パリ2024パラリンピック金メダリストで、テニス全米オープンの車いすの部で優勝を果たし、パラリンピックと4大大会を制する「生涯ゴールデンスラム」を19歳で達成した小田凱人(東海理化)が9日、帰国会見を行った。

全豪オープンは2024年に初制覇し、全仏オープンは23年から3連覇中、ウィンブルドンは23年と今年の2度優勝している小田。全米オープンは初出場の22年はベスト8、23年は1回戦敗退で、3度目の挑戦となった今年、ついに頂点に立った(昨年の車いすの部はパリ2024パラリンピックとの日程被りで実施されず)。

車いすテニス界では、19年に28歳でディラン・アルコット氏(クアード/オーストラリア)、21年に24歳でディーデ・デ フロート(女子/オランダ)、22年に38歳で国枝慎吾氏(男子)が生涯ゴールデンスラムを達成しており、小田は4人目となり、10代での達成は史上初の快挙だ。

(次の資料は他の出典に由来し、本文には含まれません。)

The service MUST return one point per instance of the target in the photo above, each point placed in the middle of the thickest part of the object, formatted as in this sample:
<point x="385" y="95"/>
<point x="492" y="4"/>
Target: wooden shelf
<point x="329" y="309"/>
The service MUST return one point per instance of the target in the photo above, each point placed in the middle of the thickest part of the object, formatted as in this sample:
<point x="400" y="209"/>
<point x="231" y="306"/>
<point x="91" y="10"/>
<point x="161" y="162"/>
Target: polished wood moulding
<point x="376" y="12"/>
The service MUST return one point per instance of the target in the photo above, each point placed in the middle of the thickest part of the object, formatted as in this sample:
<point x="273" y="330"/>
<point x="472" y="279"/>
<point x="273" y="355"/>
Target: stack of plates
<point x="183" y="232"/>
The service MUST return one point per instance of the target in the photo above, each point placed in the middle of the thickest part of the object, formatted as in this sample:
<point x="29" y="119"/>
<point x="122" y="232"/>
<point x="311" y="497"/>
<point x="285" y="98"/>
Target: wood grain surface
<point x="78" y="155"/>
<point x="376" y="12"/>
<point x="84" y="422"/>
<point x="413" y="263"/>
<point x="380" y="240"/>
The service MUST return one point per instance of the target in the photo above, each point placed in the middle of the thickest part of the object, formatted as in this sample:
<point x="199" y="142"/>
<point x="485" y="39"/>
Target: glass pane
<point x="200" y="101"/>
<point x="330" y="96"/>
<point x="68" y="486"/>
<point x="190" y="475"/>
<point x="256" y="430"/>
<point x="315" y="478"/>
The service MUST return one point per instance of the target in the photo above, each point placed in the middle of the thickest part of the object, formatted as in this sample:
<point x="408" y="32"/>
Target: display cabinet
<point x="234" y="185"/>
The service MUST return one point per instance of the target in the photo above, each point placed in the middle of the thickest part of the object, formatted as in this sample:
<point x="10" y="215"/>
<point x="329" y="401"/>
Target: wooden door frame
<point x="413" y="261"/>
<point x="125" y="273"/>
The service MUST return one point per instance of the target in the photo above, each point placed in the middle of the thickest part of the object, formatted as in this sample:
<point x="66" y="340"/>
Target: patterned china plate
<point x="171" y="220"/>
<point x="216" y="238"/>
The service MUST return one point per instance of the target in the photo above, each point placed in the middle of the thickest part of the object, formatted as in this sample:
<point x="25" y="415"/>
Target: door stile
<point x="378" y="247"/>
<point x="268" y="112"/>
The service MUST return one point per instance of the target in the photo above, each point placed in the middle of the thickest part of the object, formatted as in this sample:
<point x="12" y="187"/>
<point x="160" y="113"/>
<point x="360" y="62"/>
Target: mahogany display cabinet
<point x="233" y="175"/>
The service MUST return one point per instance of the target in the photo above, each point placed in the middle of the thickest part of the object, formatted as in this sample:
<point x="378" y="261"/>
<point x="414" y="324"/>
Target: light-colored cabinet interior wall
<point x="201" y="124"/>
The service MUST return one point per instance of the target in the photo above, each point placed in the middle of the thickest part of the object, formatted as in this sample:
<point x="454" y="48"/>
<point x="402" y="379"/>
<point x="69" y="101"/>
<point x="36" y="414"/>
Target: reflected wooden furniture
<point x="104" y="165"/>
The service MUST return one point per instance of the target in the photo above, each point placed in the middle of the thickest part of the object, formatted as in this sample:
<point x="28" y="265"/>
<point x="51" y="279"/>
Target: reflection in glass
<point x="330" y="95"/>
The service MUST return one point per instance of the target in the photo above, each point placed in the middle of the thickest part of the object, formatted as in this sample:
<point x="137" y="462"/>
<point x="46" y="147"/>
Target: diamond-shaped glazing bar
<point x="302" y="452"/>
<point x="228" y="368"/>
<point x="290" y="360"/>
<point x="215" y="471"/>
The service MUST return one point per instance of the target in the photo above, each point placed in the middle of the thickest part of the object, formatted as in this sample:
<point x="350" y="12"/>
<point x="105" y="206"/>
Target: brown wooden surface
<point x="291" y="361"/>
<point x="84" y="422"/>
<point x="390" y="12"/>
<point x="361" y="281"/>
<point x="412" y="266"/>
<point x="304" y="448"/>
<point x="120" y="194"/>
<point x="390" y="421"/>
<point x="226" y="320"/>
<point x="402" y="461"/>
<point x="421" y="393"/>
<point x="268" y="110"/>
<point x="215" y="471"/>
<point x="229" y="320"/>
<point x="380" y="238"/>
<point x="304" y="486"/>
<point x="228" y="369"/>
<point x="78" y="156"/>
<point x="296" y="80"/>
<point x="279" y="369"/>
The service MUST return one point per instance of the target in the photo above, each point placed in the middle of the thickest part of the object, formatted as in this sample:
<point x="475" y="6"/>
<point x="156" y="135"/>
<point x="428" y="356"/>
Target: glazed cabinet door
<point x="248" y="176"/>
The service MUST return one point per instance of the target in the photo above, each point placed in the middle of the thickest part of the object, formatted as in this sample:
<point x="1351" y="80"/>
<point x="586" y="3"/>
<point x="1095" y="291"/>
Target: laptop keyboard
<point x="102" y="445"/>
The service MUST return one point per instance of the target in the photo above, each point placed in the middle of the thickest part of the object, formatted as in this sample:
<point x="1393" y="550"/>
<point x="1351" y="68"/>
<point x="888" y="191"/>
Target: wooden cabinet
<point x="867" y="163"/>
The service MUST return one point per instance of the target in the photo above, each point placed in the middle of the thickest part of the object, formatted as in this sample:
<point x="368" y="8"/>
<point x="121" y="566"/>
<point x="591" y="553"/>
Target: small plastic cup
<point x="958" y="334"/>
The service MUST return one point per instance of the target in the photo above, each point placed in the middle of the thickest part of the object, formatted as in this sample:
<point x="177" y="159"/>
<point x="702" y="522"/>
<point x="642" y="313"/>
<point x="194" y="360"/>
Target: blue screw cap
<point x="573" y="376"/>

次戦は東京・有明で開かれるジャパンオープンを予定している小田。「たくさんのに観に来てもらいたい」と観戦を呼び掛けた

会見で小田は、「自分でもどこまで行けるのか、どこに着地するんだろうと感じている。今は自由にいろんなことに挑戦していて楽しいし、ひとりのメッセンジャーでありたいと思っている。めっちゃ勝った人というより、何かを変えた人でありたい。世界を変えたい」とコメント。そして、「自分のなかでは1位という感覚はなくて、5位くらいに感じている。ちゃんと1位だなと思えるまでもっと頑張るので、これからも応援よろしくお願いします」と結んだ。

全米オープン決勝では、準決勝でアルフィー・ヒューエット(イギリス)を破ったグスタボ・フェルナンデス(アルゼンチン)と対戦。1セットオールで迎えた第3セットは互いに粘りを見せて、10ポイント先取のタイブレークに突入。相手の4度のチャンピオンシップポイントをしのぎ、逆転優勝を果たした。また、フェルナンデスと組んだダブルスでも決勝に進み、パラリンピック金メダルのヒューエット・リード組(イギリス)をスーパータイブレークの末に下して優勝しており、見事単複2冠を達成した。